Last analog tape manufacturer pulls the plug on professional recording tape

The last manufacturer of professional quality analog audio tape has stopped making the out of date audio storage format.

American company Qantegy was the last known manufacturer of professional audio tape reels for use in analog studio mastering.

With the ascendency of digital recording, analog tape sales have plummeted, making the format no longer comemrcially viable to produce, but there are still some recording artists and producers who prefer the ‘warm’ sound of analog over the ‘cold, thin’ sound of digital recording.

Reports of specialist analog studios buying up big on the remaining stocks have been coming out of America for weeks since the announcement was made.

Qantegy’s long history goes back to World War 2, and at the end of an era it is timely to recall the story of how the company first began to produce audio tape:


In 1945, after capturing several German “Magnetophon” tape recorders from Radio Luxembourg, the American Signal Corps recorded a speech by General Dwight Eisenhower to be played to the people of occupied Germany. Due to a shortage of recording tape the speech had to be recorded on a reel of used German tape. Unfortunately, due to a problem with the German tape recorder, the tape was not completely erased and the voice of Adolph Hitler was intermittently heard along with Eisenhower’s voice. This caused a great deal of fear and confusion among the German people and obviously a great deal of embarrassment for the Allied Signal Corps.

General Eisenhower issued an immediate order that no more captured German tape was to be used and assigned Major John Herbert Orr to develop an American magnetic tape manufacturing facility.

Major Orr located a German scientist, Dr. Karl Pfleumer, who gave him a basic formula for magnetic tape. Within two weeks Major Orr had managed to manufacture his first reels of usable audio tape. After returning to his home in Opelika, Alabama after the war John Herbert Orr set up a magnetic tape manufacturing facility and soon afterwards began marketing his own tape under the “IRISH” brand name. Orr continued his manufacturing operation and in 1959 Orradio Industries became part of the Ampex Corporation.

The Ampex Corporation, founded by Alexander M. Poniatoff, had been developing audio tape recorders since the end of WWII starting with their model 200. The company’s first sales of the Model 200 were to Bing Crosby Enterprises and the American Broadcasting Corporation (ABC). In 1956 Ampex announced an historic breakthrough, the first practical video tape recorder.

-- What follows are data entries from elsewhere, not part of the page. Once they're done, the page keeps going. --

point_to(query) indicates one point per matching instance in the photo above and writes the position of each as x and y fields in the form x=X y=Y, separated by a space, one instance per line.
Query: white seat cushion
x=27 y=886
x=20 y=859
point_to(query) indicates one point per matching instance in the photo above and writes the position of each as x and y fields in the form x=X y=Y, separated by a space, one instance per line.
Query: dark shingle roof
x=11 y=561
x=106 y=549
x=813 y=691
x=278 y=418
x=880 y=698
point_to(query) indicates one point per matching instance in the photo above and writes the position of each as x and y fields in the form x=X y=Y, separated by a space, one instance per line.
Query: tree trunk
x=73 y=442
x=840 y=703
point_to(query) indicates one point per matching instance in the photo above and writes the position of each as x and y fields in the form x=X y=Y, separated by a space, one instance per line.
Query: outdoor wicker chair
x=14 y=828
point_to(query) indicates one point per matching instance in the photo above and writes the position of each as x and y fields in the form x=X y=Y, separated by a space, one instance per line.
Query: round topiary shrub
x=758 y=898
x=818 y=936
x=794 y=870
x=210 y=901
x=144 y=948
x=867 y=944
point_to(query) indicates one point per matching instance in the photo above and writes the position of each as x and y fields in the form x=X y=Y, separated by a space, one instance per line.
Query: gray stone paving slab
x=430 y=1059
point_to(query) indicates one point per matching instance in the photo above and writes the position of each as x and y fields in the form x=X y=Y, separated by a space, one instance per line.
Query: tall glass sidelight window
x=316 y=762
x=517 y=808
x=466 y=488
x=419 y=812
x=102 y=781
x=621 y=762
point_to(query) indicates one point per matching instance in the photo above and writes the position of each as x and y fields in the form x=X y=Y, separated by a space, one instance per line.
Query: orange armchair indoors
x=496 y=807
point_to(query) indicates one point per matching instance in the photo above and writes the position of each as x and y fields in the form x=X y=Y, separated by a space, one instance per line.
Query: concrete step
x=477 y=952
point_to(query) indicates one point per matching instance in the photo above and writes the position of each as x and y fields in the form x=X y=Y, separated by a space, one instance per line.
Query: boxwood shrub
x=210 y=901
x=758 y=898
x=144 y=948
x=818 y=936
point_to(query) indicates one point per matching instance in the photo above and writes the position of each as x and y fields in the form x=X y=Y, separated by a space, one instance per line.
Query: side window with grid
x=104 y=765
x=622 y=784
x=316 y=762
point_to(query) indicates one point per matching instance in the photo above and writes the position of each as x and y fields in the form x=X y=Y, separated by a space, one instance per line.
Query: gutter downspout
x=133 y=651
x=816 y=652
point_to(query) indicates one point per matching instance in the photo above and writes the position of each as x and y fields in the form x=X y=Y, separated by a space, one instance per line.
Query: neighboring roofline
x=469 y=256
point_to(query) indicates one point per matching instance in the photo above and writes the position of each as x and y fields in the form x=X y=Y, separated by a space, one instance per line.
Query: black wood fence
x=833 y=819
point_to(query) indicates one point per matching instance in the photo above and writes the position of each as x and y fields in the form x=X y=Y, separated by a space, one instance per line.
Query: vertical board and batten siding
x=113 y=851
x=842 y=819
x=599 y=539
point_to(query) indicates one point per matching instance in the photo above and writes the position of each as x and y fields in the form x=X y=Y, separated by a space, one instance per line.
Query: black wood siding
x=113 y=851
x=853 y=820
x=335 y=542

Shortly after this introduction Poniatoff and Orr entered into negotiations and in 1959 Orradio Industries became the Ampex Magnetic Tape Division of Ampex Corporation.

The Ampex Magnetic Tape Division continued its development of leading edge recording tapes in conjunction with its sister division, the Ampex Audio Video Systems Division. Numerous major advancements in recording technology over the past 35 years have resulted in today’s sophisticated digital recorders. And, it is fair to say, many of these advances would not have been possible without the the equally significant advancements in magnetic tape technology developed by the Ampex Magnetic Tape Division.

An excellent example of the Ampex contribution to the science of magnetic tape manufacturing was the installation of the first metal particle coating line in the United States, and indeed the first such line outside of Japan.

After a long and fruitful partnership the Ampex Corporation decided to divest itself of its media division and the Ampex Recording Media Corporation was put up for sale. The sale was completed in November of 1995 and the recording media pioneer became Quantegy Inc.